This question is partly motivated by observing recent discussions about corrigibility and wondering to what extent the people involved have thought about how their results might be used.
If there existed practically implementable ways to make AGIs corrigible to arbitrary principals, that would enable a wide range of actors to eventually control powerful AGIs. Whether that would be net good or bad on expectation would depend on the values/morality of the principals of such AGIs.
Currently it seems highly unclear what kinds of people we should expect to end up in control of corrigible ASIs, if corrigibility were practically feasible.
What (crucial) considerations should one take into account, when deciding whether to publish---or with whom to privately share---various kinds of corrigibility-related results?
Taking a stab at answering my own question; an almost-certainly non-exhaustive list:
Would the results be applicable to deep-learning-based AGIs?[1] If I think not, how can I be confident they couldn't be made applicable?
Do the corrigibility results provide (indirect) insights into other aspects of engineering (rather than SGD'ing) AGIs?
How much weight one gives to avoiding x-risks vs s-risks.[2]
Who actually needs to know of the results? Would sharing the results with the whole Internet lead to better outcomes than (e.g.) sharing the results with a smaller number of safety-conscious researchers? (What does the cost-benefit analysis look like? Did I even do one?)
How optimistic (or pessimistic) one is about the common-good commitment (or corruptibility) of the people who one thinks might end up wielding corrigible AGIs.
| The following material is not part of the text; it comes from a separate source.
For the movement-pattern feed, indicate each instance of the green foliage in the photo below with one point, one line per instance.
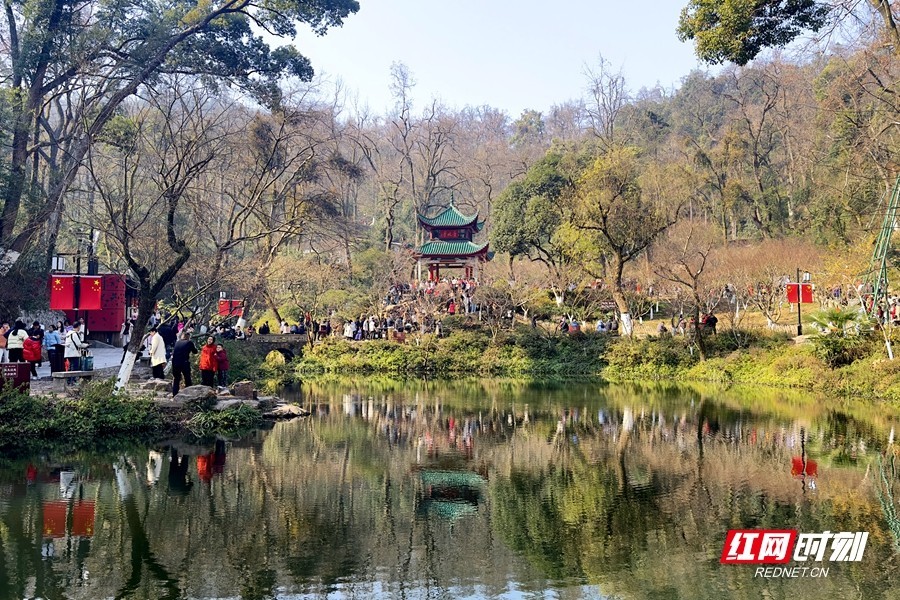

Something like the True Name of corrigibility might at first glance seem applicable only to AIs of whose internals we have some meaningful understanding or control. ↩︎
If corrigibility were easily feasible, then at first glance, that would seem to reduce the probability of extinction (via unaligned AI), but increase the probability of astronomical suffering (under god-emperor Altman/Ratcliffe/Xi/Putin/...). ↩︎